Premessa: Salve a
tutti! Sebbene preferirei evitare di dilungarmi in una premessa, mi
è necessaria per dare un piccolo chiarimento riguardo questa
shot. L'idea mi è venuta durante la traduzione di un brano
dell'Antigone, in cui veniva descritta la morte di Emone, uno dei suoi
personaggi. Sebbene tale shot non abbia nulla a che fare con quel brano
(siccome l'unica cosa che viene ripresa è il nome del
personaggio), ritengo comunque utile, per capirla meglio, sapere chi
fosse Emone (sebbene suppongo che molti lo sappiano già).

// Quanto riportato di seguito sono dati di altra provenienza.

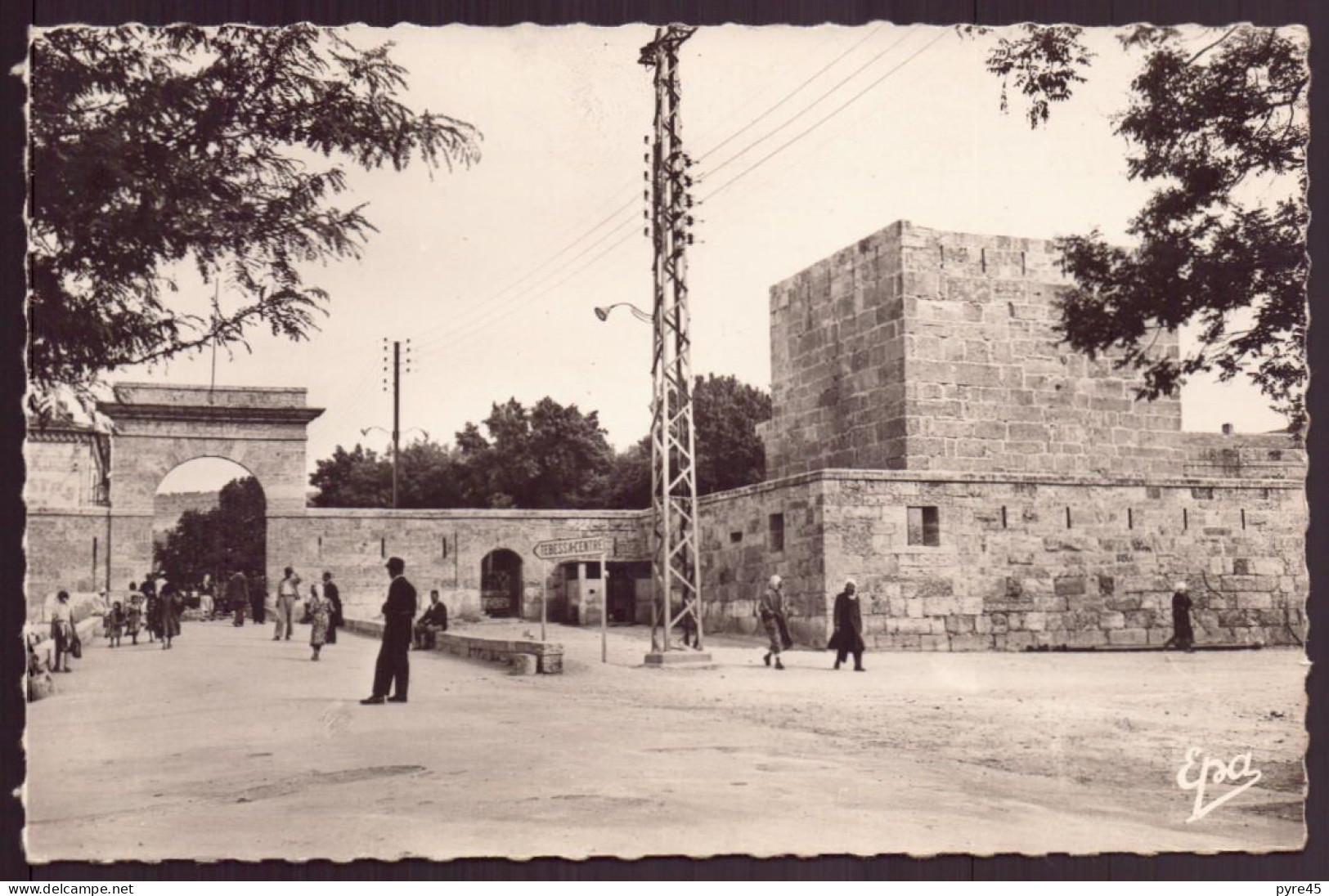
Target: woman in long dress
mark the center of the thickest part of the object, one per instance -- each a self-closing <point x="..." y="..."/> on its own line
<point x="152" y="609"/>
<point x="169" y="613"/>
<point x="848" y="628"/>
<point x="63" y="630"/>
<point x="1183" y="634"/>
<point x="321" y="612"/>
<point x="134" y="613"/>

Allora, l'Antigone è una tragedia greca scritta da Sofocle,
che parla, per l'appunto, della giovane Antigone che, andando contro ad
una legge ingiusta, diede sepoltura a suo fratello Polinice. Suo zio
Creonte, re di Tebe, lo aveva infatti vietato poichè il
giovane aveva attaccato la città per prenderne il potere.
Aveva quindi emanato una legge secondo cui chi avesse dato rito di
sepoltura al defunto sarebbe stato condannato a morte. Così
avviene per la povera Antigone, alla fine scoperta. Viene murata viva
in una grotta. Emone è il figlio di Creonte,
nonché promesso sposo di Antigone. Saputo della condanna, si
reca nella grotta dove trova Antigone morta, suicidatasi impiccandosi
con il suo stesso velo nuziale. Emone, disperato, si stringe al ventre
inerte della fanciulla e, quando sente arrivare il padre, che si era
nel frattempo pentito, accecato dalla rabbia, si accanisce contro di
lui cercando di ucciderlo. Fallendo miseramente e avendo ormai perso
ciò che di più importante nella sua vita, Emone
si uccide, trafiggendosi con la sua stessa spada.

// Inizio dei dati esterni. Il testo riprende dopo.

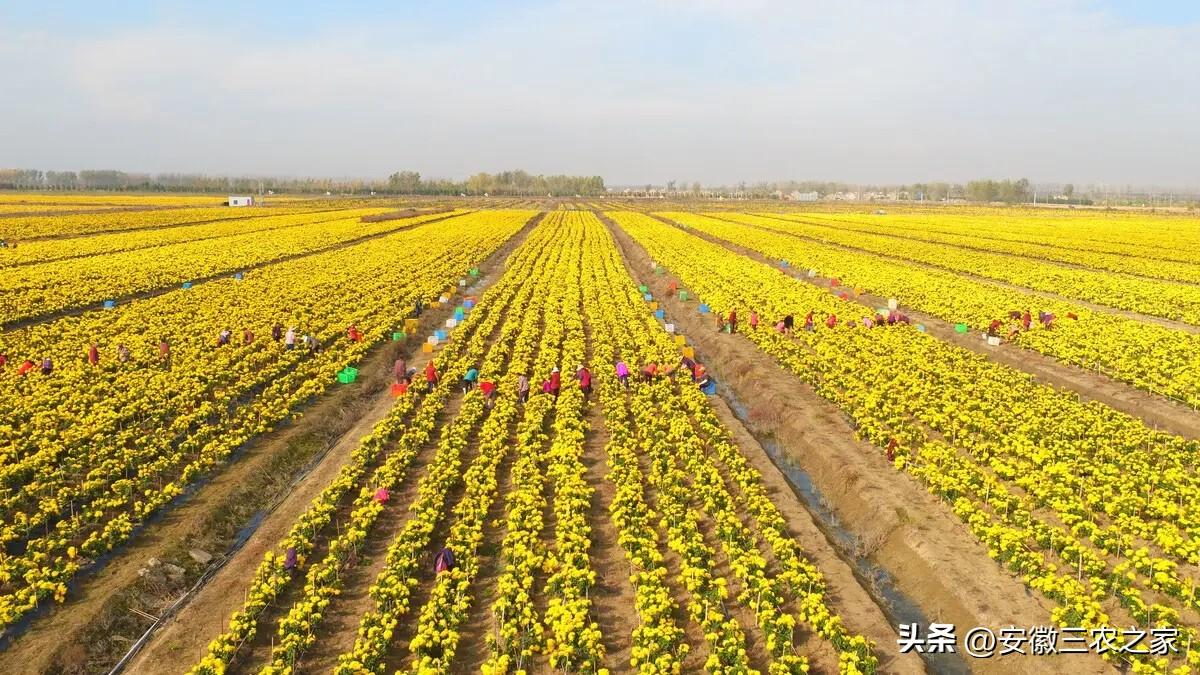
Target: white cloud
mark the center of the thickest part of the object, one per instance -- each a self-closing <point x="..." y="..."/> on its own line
<point x="636" y="91"/>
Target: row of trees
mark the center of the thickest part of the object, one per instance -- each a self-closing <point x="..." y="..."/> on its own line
<point x="509" y="183"/>
<point x="516" y="183"/>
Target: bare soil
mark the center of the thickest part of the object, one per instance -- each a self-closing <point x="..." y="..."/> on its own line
<point x="612" y="597"/>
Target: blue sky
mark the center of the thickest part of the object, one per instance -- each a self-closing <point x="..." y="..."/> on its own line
<point x="648" y="90"/>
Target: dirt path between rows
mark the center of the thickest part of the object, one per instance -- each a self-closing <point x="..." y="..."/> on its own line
<point x="845" y="591"/>
<point x="613" y="598"/>
<point x="97" y="619"/>
<point x="89" y="209"/>
<point x="225" y="274"/>
<point x="1091" y="386"/>
<point x="933" y="556"/>
<point x="1095" y="306"/>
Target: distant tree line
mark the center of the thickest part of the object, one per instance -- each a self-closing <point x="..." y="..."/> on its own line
<point x="516" y="183"/>
<point x="508" y="183"/>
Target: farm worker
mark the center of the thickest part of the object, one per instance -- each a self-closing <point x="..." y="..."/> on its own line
<point x="469" y="378"/>
<point x="443" y="561"/>
<point x="585" y="376"/>
<point x="431" y="376"/>
<point x="649" y="370"/>
<point x="487" y="388"/>
<point x="523" y="388"/>
<point x="623" y="374"/>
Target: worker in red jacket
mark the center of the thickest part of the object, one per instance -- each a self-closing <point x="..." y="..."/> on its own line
<point x="431" y="376"/>
<point x="585" y="376"/>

Bene, adesso che ho fatto questa piccola premessa, posso anche chiudere
qui. Vi auguro una piacevole lettura! ^.^
-Tra cuori
e picche-
Emone era,
a sua detta, un uomo davvero sfortunato.
D’altronde - si ripeteva con paranoica insistenza- quali
grazie si possono attendere da un nome del genere? Malediva ogni volta
sua madre e il giorno in cui aveva deciso di chiamarlo in un simile
modo.
Quando le aveva chiesto cosa mai le fosse passato in quella testa
quando aveva preso quella decisione, lei aveva risposto:
“Sai, stavo leggendo l’Antigone e mi dispiacque
così tanto per quel poveraccio di Emone che si era ammazzato
così giovane, che mi si ruppero le acque!”.
Detto in tutta fede, lui dubitava fortemente della
veridicità di quest’aneddoto, ma siccome sapeva
bene che sua madre aveva il perverso piacere di aggiungere un tocco di
poesia ad ogni granello della sua vita, l’aveva sempre
lasciata fare.
Che poi, quale persona sana di mente leggerebbe quella tragedia greca
quando si sta lì lì per partorire?!?
Fatto sta che, all’anagrafe e nell’animo, lui era
sempre stato perseguitato da quella nomea così iellata.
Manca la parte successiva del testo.